263. Dans l’arrêt Anomar e.a., précité, la Cour a examiné des motifs comparables à propos de la législation portugaise relative aux jeux de casino. Elle a estimé que ces motifs se rattachent à la protection des consommateurs ainsi qu’à celle de l’ordre social et qu’ils sont donc susceptibles de justifier des atteintes à la libre prestation des services  ( 108 ) . Nous avons vu également que, selon la jurisprudence, si le financement de causes sociales ne peut pas, en tant que tel, constituer un
motif légitime de restriction d’une liberté de circulation, il peut néanmoins être considéré comme une conséquence bénéfique accessoire d’une législation nationale restrictive  ( 109 ) .

264. La question qui se pose est donc celle de savoir si la protection des consommateurs ainsi que celle de l’ordre public peuvent constituer des raisons légitimes de restreindre la libre prestation de paris mutuels sur l’internet. En d’autres termes, il s’agit de déterminer si les jeux de hasard et d’argent sur l’internet sont susceptibles d’engendrer des risques pour les consommateurs et l’ordre public. Nous sommes d’avis qu’il convient de répondre par l’affirmative à cette question pour les
motifs suivants.

265. Ainsi que nous l’avons vu, les États membres disposent d’un large pouvoir d’appréciation dans la détermination du niveau de protection qu’ils entendent garantir contre les jeux de hasard et d’argent qui constituent une incitation à la dépense et qui permettent de recueillir des sommes importantes.

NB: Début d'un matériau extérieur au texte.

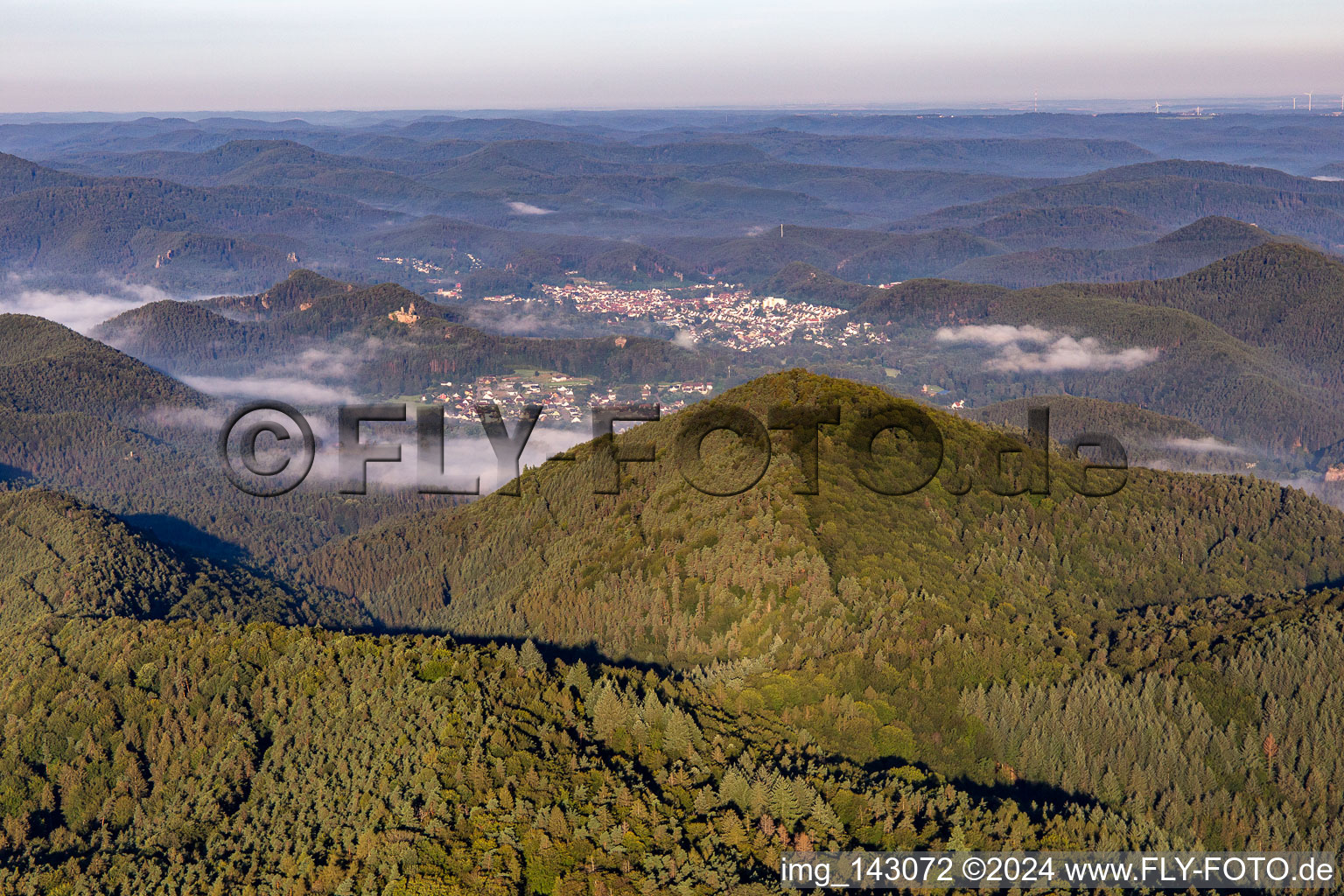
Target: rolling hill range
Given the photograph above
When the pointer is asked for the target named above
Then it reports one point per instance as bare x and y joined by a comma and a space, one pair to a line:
1193, 246
1266, 388
1175, 193
207, 236
1280, 296
662, 669
80, 416
885, 625
75, 560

266. Les jeux de hasard et d’argent sur l’internet tels que des paris mutuels présentent ces caractéristiques. L’extension du droit exclusif de la Santa Casa aux loteries et aux paris mutuels proposés par l’internet nous paraît d’autant plus justifiée que les risques pour les consommateurs et l’ordre public sont, à notre avis, potentiellement plus importants en ce qui concerne les jeux en ligne que dans le cadre de jeux proposés de manière traditionnelle.

267. Ainsi, en ce qui concerne les dangers pour les consommateurs, il est admis que les risques de dépenses excessives et d’une véritable addiction au jeu sont, d’une manière générale, aggravés par les circonstances suivantes, à savoir la permanence de l’offre de jeu, la fréquence des gains, leur caractère alléchant ou attractif, la possibilité de miser des sommes importantes, la faculté de disposer d’un crédit pour jouer, l’implantation des jeux dans des endroits où les personnes peuvent répondre à
une impulsion de jouer et, enfin, l’absence de campagne d’information sur les risques liés aux jeux  ( 110 ) .

268. Force est de constater que l’offre de jeux sur l’internet cumule plusieurs de ces facteurs de risques. En effet, d’une part, l’offre peut être disponible à tout moment et le joueur peut y avoir accès sans se déplacer. Il n’y a donc plus aucune barrière spatiale ou temporelle entre le consommateur et l’offre de jeu. En outre, l’internet permet à l’acte de jeu de s’effectuer dans un contexte dans lequel le joueur est complètement isolé.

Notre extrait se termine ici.